All emergency physicians have had a child present to the ED with ketotic hypoglycemia. An extensive workup is initiated each time, only to find out that the ultimate cause remains unknown. The hypoglycemia occurs in association with an intercurrent infection or at times of fasting for 12 hours or more. The child's symptoms resolve after the administration of glucose in the ED.

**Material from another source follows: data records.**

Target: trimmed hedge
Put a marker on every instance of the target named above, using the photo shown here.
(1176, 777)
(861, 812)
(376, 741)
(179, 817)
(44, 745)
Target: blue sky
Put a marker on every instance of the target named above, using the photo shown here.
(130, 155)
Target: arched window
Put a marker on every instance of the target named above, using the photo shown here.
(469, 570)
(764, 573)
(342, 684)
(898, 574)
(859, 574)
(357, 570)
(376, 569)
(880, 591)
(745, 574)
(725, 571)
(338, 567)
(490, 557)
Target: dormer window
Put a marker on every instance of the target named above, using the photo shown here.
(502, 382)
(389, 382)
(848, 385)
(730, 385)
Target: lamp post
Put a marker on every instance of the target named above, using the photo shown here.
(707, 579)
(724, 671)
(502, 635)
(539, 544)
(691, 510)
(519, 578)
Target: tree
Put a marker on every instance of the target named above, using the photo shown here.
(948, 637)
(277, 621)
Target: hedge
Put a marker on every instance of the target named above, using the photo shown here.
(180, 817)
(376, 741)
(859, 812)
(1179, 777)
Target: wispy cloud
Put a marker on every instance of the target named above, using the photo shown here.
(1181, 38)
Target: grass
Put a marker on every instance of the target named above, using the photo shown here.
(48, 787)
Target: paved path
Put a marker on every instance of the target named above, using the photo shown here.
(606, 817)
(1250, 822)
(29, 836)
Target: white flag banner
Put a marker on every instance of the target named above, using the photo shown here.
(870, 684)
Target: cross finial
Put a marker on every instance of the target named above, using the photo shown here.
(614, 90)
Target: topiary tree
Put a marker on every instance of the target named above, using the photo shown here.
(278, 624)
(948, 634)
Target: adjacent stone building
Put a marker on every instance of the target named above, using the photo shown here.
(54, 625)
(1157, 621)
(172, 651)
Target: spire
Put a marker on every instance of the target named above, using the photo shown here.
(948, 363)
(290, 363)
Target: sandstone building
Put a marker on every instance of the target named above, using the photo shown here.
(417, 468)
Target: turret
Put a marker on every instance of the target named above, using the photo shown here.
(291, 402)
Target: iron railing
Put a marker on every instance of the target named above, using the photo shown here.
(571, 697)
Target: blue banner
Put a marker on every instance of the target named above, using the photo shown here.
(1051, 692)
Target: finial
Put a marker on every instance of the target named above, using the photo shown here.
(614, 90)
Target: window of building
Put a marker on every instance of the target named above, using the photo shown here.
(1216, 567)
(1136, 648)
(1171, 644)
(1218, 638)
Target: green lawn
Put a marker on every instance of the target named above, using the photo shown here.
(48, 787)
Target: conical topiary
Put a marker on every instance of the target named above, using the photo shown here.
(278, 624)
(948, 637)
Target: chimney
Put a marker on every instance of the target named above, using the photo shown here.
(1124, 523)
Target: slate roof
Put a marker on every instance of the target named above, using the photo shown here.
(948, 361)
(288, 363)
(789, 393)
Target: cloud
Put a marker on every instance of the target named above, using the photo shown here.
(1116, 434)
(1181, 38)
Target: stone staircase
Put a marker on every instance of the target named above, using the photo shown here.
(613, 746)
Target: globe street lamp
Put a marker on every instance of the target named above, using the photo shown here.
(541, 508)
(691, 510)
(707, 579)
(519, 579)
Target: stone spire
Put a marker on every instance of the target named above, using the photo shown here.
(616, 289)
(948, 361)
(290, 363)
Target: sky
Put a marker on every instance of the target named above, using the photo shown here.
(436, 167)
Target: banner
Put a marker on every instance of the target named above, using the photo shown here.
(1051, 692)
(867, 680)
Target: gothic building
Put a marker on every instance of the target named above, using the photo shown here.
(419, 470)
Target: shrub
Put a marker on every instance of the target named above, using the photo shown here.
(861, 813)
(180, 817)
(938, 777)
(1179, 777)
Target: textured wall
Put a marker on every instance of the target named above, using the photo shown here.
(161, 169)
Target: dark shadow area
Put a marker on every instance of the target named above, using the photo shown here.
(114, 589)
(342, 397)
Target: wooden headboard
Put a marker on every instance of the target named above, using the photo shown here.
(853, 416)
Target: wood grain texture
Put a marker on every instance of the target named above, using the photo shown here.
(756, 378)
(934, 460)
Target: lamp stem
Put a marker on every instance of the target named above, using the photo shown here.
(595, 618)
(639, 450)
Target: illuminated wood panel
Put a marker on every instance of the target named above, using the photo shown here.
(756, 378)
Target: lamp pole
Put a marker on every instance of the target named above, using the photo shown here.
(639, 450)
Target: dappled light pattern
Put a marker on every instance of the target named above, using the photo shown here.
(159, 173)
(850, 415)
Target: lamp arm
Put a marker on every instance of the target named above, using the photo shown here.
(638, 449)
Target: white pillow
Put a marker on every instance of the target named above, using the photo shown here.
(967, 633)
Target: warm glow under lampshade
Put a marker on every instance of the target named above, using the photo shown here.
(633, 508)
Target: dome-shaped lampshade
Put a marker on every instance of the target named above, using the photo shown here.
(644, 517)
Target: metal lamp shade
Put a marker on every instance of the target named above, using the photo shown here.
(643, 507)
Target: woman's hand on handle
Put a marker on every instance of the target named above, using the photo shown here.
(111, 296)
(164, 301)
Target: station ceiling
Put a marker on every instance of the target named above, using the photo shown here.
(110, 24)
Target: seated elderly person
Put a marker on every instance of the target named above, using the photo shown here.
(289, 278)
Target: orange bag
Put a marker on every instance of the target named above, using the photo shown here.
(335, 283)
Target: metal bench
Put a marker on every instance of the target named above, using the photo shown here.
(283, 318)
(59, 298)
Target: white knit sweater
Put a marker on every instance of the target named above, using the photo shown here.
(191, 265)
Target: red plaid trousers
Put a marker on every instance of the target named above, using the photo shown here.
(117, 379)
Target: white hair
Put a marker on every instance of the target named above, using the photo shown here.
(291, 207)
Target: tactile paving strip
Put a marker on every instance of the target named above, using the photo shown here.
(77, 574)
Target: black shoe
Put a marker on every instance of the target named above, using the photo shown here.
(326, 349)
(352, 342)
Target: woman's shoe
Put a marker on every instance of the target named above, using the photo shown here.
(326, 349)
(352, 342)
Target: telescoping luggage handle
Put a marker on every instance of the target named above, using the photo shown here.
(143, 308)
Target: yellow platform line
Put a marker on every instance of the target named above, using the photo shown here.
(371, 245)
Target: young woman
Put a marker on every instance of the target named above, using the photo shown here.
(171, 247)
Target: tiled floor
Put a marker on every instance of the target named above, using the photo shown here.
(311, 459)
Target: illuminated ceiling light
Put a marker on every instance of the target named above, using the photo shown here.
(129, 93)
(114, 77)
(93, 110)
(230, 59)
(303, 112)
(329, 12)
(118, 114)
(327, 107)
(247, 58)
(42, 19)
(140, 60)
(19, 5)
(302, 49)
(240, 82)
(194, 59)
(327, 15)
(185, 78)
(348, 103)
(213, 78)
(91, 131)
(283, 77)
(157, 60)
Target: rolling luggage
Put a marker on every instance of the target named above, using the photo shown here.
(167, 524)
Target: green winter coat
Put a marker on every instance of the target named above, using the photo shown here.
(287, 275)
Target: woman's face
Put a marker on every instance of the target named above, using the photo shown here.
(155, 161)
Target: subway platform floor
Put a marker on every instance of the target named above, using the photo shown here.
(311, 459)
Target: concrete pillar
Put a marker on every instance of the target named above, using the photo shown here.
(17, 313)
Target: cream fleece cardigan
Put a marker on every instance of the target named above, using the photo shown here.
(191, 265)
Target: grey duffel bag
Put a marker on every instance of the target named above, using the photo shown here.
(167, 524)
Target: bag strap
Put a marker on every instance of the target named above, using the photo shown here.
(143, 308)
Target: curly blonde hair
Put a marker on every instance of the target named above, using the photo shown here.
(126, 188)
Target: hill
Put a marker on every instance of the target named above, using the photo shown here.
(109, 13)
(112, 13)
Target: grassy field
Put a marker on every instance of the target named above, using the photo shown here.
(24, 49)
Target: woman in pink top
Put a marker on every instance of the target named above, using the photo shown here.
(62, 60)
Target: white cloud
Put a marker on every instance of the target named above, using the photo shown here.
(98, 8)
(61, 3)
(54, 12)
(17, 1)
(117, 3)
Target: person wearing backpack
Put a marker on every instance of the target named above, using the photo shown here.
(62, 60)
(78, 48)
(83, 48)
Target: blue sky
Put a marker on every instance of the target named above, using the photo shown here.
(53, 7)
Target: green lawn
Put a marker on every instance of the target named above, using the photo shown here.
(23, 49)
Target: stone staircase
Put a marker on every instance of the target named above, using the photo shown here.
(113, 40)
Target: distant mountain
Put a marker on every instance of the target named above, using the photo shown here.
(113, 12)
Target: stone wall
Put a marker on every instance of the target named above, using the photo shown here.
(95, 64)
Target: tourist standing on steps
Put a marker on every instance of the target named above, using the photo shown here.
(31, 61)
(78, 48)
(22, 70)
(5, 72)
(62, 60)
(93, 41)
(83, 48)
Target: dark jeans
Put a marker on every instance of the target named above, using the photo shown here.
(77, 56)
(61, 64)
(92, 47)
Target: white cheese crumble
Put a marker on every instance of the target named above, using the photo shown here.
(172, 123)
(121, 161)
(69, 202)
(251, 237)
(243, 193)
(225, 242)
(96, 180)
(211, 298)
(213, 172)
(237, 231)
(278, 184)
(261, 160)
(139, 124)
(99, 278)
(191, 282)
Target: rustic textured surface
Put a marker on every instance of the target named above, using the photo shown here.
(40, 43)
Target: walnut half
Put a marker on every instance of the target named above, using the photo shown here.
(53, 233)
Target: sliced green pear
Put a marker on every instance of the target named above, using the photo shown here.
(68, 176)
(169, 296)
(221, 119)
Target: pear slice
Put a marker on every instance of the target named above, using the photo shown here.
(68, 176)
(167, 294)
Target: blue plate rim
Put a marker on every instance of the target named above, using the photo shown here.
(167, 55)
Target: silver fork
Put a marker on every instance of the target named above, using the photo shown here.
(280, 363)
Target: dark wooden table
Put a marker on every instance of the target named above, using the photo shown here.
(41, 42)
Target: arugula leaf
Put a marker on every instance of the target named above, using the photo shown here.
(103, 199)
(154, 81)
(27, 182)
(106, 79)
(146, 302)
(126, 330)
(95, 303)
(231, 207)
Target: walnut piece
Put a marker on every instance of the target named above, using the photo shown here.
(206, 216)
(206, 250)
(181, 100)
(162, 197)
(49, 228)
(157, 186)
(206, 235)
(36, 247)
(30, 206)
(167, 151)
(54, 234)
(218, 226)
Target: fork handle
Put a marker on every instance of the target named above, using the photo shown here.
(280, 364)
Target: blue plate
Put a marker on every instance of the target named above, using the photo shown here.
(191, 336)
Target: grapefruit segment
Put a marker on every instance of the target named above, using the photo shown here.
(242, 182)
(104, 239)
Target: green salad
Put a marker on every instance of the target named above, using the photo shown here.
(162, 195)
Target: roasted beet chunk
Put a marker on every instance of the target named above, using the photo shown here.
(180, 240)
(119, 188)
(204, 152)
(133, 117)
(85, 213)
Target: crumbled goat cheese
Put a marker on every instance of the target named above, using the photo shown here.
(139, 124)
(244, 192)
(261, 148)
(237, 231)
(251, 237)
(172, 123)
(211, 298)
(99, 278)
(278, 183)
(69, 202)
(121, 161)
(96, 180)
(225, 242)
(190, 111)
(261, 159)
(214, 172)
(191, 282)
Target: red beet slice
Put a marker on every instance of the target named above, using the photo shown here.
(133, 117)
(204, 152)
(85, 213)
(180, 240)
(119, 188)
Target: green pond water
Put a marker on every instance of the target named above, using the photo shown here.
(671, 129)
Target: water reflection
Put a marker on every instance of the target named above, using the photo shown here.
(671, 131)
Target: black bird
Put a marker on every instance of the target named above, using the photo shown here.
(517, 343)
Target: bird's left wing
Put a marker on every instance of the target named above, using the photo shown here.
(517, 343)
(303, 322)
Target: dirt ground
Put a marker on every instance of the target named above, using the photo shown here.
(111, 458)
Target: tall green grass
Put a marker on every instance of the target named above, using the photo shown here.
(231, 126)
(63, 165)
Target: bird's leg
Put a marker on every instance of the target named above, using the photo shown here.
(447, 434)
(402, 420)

Final Diagnosis: Idiopathic Ketotic Hypoglycemia

Idiopathic ketotic hypoglycemia (IKH) is a physiologic process in which children experience an unusual degree of episodic hypoglycemia after a brief period of caloric deprivation. It is felt to be the most common cause of hypoglycemia in childhood and occurs most commonly in children age 19 months to 5 years. Symptoms typically remit spontaneously by 8-9 years of age. Children generally present in the morning hours after a fast of 10-16 hours. These children are often experiencing an intercurrent illness (eg, upper respiratory tract infection) at the time of presentation. Symptoms associated with IKH include weakness, palpitations, tremulousness, nausea, sweating, headache, anxiety, and personality changes. In a study by Dalyand colleagues,[1] children were found most often to have generalized lethargy. Symptoms included sleepiness, fatigue, decreased energy, or inability to awaken normally from sleep. The management of IKH involves preventing future episodes of hypoglycemia, especially during times when the child is most vulnerable. One recommendation involves frequent meals, achieving adequate hydration with sugar-containing fluids if the child is vomiting, and bringing the child promptly to medical attention when symptoms of hypoglycemia are exhibited.